Monday, September 13th, 2004
Last night was the second half of the Way Down South double-header weekend – Drive By Truckers and Allison Moorer Saturday night, Old 97’s and Chuck Prophet last night. I saw more than a few of the same faces at both shows.
Chuck Prophet kicked things off at 9 sharp – thank goodness for early starts on Sunday nights. I’d never heard his stuff though I did know that he was considered something of an alt.country forebear with his old 80s outfit Green On Red. I don’t know what that band sounded like, but solo he trades in fairly conventional twang-heavy roots-rock coupled with sardonic lyrics. His set was enjoyable enough with some impressive guitar solos and a couple of standout songs – a fine warm-up act though I didn’t feel the urge to rush out and load up on his back catalog.
Another act I’d never seen live before, Dallas’ Old 97’s had a fearsome live reputation to live up to and proved themselves deserving. I can’t explain why, but it seemed to take them a few songs to really get into gear, but when they did they just got up and went. Fighting off some equipment jinxes (final count – four broken guitar stings for Rhett Miller, one dead Telecaster for Ken Bethea), the band powered through material drawn mainly from the last four records, obviously concentrating on their latest release Drag It Up. I personally find that record a little patchy but in only selecting the stronger numbers for live performance, the material sounds almost as strong as numbers off of Satellite Rides or Fight Songs (my personal favourite).
By leaving plenty of stage space open for Miller, Murray Hammond and Bethea to cut loose and move around, poor Phillip Peeples and his drum kit were consigned to the very back of the stage, barely visible even from my vantage point right up front. He still managed to make his presence felt, however – The man’s drumming was tremendously propulsive and gave the band their get up and go, particularly on the more rocktackular numbers from Too Far To Care. Bethea tossed off killer riff after killer riff from his Telecaster, stopping only to take a solo or step up the mic for his first lead vocal on “Coahula”. Frontman Miller was up there doing the frontman thing, shaking his booty to the delight of much of the female audience (I saw them, they looked delighted). He led off the encore first asking where in town he could get a haircut and then doing a couple of solo acoustic numbers including a great rendition of “Our Love”, from his solo record The Instigator. I should probably say something about Murray Hammond… he was good. Doing the bass thing. And some singing.
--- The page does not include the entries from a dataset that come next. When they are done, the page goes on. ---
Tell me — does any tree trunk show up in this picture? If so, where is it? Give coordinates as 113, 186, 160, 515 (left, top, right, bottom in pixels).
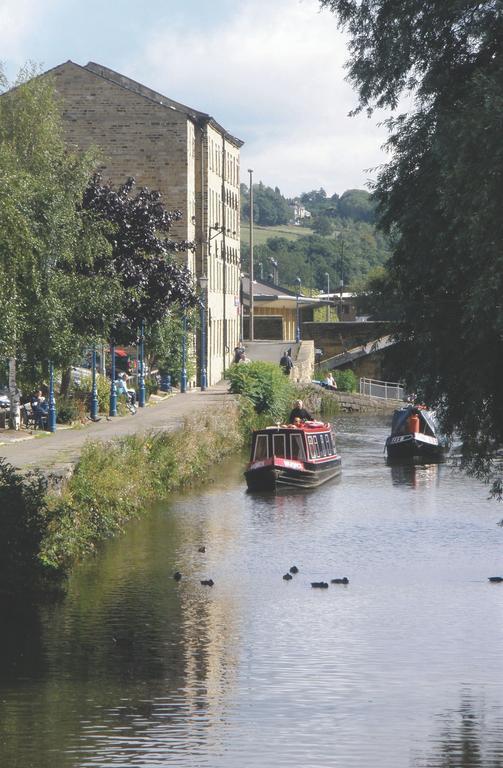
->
9, 357, 21, 431
59, 368, 72, 397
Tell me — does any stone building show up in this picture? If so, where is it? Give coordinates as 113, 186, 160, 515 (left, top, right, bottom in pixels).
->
46, 61, 243, 384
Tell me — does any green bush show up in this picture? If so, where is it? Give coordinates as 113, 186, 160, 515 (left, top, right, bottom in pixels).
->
56, 397, 80, 424
0, 459, 58, 594
39, 406, 242, 574
74, 374, 110, 413
334, 369, 357, 392
227, 361, 295, 421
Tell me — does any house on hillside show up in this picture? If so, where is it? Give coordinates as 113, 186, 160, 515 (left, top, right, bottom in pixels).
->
39, 61, 243, 383
290, 200, 311, 224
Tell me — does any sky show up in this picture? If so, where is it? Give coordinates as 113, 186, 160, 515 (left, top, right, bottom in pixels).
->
0, 0, 386, 197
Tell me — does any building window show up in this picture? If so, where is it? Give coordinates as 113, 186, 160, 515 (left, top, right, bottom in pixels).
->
253, 435, 269, 461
So yeah, great show. I’m tired. Zoilus has a piece that he wrote for the Globe & Mail about alt.country in the year 2004, prompted by the two shows in town this weekend and the fact that the GOP may have delivered the genre’s death-knell.
My photos came out a little better than Saturday, but there was still this pervasive magenta cast that was far stronger than I was seeing on the camera’s display. I’m certain it’s tied to the tungsten white balance setting, which I won’t be using anymore even though it’s supposed to be the correct setting for stage lights. Instead it makes everyone look like they’ve gone through the laundry with a red sock or something. It kinda sucks to only be learning this stuff after the show is over, but what can you do? Live and learn.